If your child suffers from sinus infections, there’s good news about a preferred treatment.

A  push to get US doctors to use the antibiotic amoxicillin in children with acute sinus inflammation appears to be paying off a report in Pediatrics indicates.

That's the good news. The bad news is that inappropriate prescribing of other, more powerful antibiotics remains "common and unnecessary" in kids with sinus woes, the authors say.

Acute sinusitis is very common, accounting for more than 3 million doctor visits annually. Antibiotics are frequently prescribed for this condition. Beginning in 2001, the American Academy of Pediatrics (AAP) and the Centers for Disease Control and Prevention (CDC) emphasized amoxicillin as the preferred antibiotic for most children with sinusitis.

The new report finds that these efforts have been successful in encouraging use of amoxicillin, instead of other more "broad-spectrum" antibiotics.

"This is important," Dr. Adam L. Hersh, an author on the report, told Reuters Health, "because amoxicillin is effective while at the same time, inexpensive and narrow-spectrum. Using broad spectrum antibiotics when narrow-spectrum antibiotics are appropriate may promote drug resistance and increases costs," Hersh explained.
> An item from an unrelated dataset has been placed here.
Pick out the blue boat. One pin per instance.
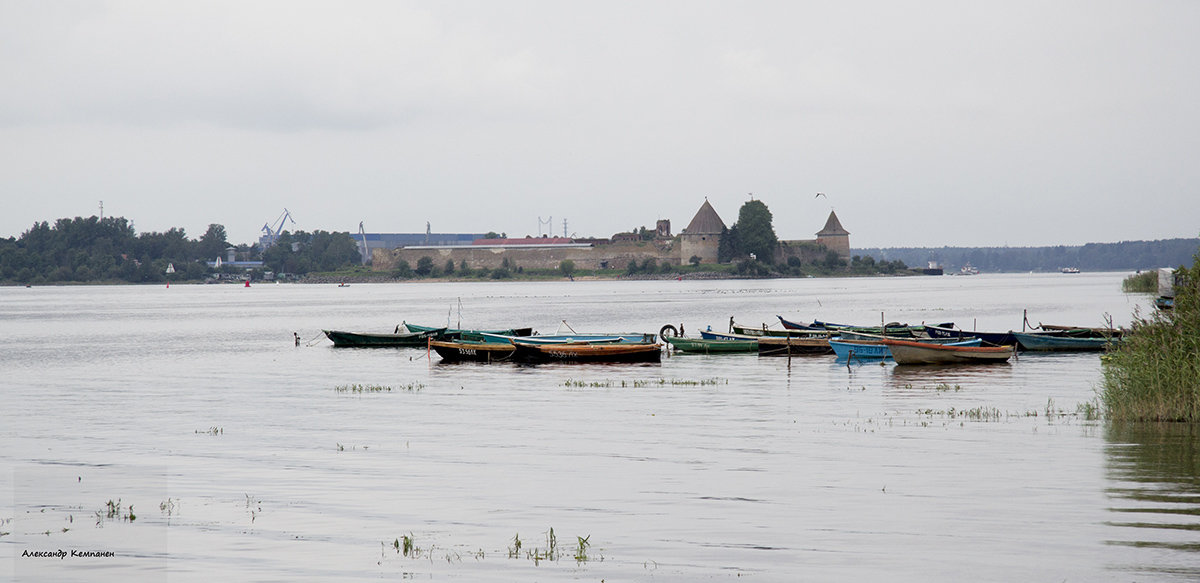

Acute sinusitis often begins when a cold, which is caused by a virus, leads to inflammation in the lining of the sinuses. Colds can't be treated with antibiotics - but sometimes the inflammation leads to a bacterial infection. The bacteria Streptococcus pneumonia is a common cause of acute sinusitis and also of ear infections - what doctors call "otitis media." The two are considered similar diseases.

In 2000, a "pneumococcal" vaccine against otitis media was introduced, which was followed by a substantial decrease in the number of cases. And in 2004, the AAP recommended that amoxicillin be the "first-line therapy" for these ear infections (meaning that patients with otitis media should take amoxicillin before trying any other antibiotic). The vaccine, and the 2004 recommendation, led to increased use of amoxicillin for ear infections.

Back in 2001, the AAP had also recommended that amoxicillin be the first-line therapy for acute sinusitis. But had similar trends occurred in children with acute sinusitis following introduction of the vaccine and the advice to use amoxicillin first?

Dr. Hersh, from University of Utah in Salt Lake City, and colleagues at University of California, San Francisco addressed this question in their research. They examined time trends in doctor visits and antibiotic prescribing patterns between 1998 and 2007 for a nationally representative sample of 538 children with symptoms of acute sinusitis.

Unlike office visits for otitis media, visits for sinusitis did not fall after the vaccine was introduced, they report.

In the 10 years spanning 1998 to 2007, trips to the doctor for acute sinusitis held steady; they ranged from 11 to 14 visits for every 1,000 children.

The researchers estimate that more than 8.9 million children saw a health care provider for acute sinusitis during the 10-year study period. This reflects an average of 895,000 visits each year.

"We were somewhat surprised," Hersh admitted, "that the office visit rate for acute sinusitis did not decline after the pneumococcal vaccine was introduced, as was seen for acute otitis media and pneumonia."

"Streptococcus pneumonia, which is the bacteria targeted by this vaccine, is a frequent cause for all three of these conditions," he explained. "That said, our study may not have had sufficient sample size to detect a change in the frequency of sinusitis visits, if one did indeed occur."

In a subset of 389 children, the researchers found that 82% left with a prescription for any antibiotic; this figure also held steady throughout the study period.